I. Quel doit être le but de ceux qui constituent des fables ; sur quoi doit porter leur attention ; à quelles conditions la tragédie remplit-elle sa fonction, voilà ce que nous avons à dire après les explications données jusqu’ici.
II. Comme la composition d’une tragédie, pour que celle-ci soit des plus belles, ne doit pas être simple, mais complexe et susceptible d’imiter les choses qui excitent la terreur et la pitié (c’est là le caractère propre de ce genre d’imitation), il est évident, d’abord, qu’il ne faut pas que les gens de bien passent du bonheur au malheur (ce qui n’excite ni la pitié, ni la crainte, mais nous fait horreur) ; il ne faut pas, non plus, que les méchants passent du malheur au bonheur, ce qui est tort à fait éloigné de l’effet tragique, car il n’y a rien là de ce qu’elle exige : ni sentiments d’humanité, ni motif de pitié ou de terreur. Il ne faut pas, par contre, que l’homme très pervers tombe du bonheur dans le malheur, car une telle situation donnerait cours aux sentiments d’humanité, mais non pas à la pitié, ni à la terreur. En effet, l’une surgit en présence d’un malheureux qui l’est injustement, l’autre, en présence d’un malheureux d’une condition semblable à la nôtre. Ce cas n’a donc rien qui fasse naître la pitié, ni la terreur.

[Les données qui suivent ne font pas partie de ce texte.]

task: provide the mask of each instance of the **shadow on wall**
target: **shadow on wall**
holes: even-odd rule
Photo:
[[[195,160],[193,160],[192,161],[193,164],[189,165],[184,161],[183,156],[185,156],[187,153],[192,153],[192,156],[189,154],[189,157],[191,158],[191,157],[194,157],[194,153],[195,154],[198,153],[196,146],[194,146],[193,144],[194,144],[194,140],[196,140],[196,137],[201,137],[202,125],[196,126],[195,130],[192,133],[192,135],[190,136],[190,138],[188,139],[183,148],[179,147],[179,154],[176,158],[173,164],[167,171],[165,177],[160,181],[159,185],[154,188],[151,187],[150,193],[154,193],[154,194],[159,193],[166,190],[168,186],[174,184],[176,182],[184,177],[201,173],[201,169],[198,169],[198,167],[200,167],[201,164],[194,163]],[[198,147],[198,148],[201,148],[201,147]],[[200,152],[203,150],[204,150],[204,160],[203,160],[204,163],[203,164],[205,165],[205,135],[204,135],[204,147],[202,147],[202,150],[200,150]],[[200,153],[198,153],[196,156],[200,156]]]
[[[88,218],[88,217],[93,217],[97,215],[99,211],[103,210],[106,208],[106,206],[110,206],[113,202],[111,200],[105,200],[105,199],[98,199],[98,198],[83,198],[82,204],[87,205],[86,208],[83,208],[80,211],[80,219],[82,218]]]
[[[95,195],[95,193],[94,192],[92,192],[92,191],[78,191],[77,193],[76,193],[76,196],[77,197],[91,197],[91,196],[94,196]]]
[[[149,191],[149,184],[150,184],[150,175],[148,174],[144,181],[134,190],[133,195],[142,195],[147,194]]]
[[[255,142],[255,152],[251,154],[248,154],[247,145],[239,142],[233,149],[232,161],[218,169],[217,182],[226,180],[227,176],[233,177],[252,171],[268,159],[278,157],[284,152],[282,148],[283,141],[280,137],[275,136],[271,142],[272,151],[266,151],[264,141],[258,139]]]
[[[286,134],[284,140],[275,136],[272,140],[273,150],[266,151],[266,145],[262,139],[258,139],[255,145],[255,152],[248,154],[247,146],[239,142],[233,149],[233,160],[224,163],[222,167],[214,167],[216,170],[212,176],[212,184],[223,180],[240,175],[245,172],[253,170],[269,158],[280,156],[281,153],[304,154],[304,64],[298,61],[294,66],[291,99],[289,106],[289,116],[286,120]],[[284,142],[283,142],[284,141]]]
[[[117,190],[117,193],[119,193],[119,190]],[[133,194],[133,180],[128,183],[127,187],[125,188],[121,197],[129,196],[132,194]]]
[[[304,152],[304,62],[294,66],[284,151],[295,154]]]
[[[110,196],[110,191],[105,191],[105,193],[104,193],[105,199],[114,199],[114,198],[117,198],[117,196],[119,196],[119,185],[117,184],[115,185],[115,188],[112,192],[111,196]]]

III. Reste la situation intermédiaire ; c’est celle d’un homme qui n’a rien de supérieur par son mérite ou ses sentiments de justice, et qui ne doit pas à sa perversité et à ses mauvais penchants le malheur qui le frappe, mais plutôt à une certaine erreur qu’il commet pendant qu’il est en pleine gloire et en pleine prospérité ; tels, par exemple, Œdipe, Thyeste et d’autres personnages célèbres, issus de familles du même rang.
IV. Il faut donc que la fable, pour être bien composée, soit simple et non pas double, ainsi que le prétendent quelques-uns ; et qu’elle passe non pas du malheur au bonheur, mais, au contraire, du bonheur au malheur ; et cela non pas à cause de la perversité, mais par suite de la grave erreur d’un personnage tel que nous l’avons décrit, ou d’un meilleur plutôt que d’un pire.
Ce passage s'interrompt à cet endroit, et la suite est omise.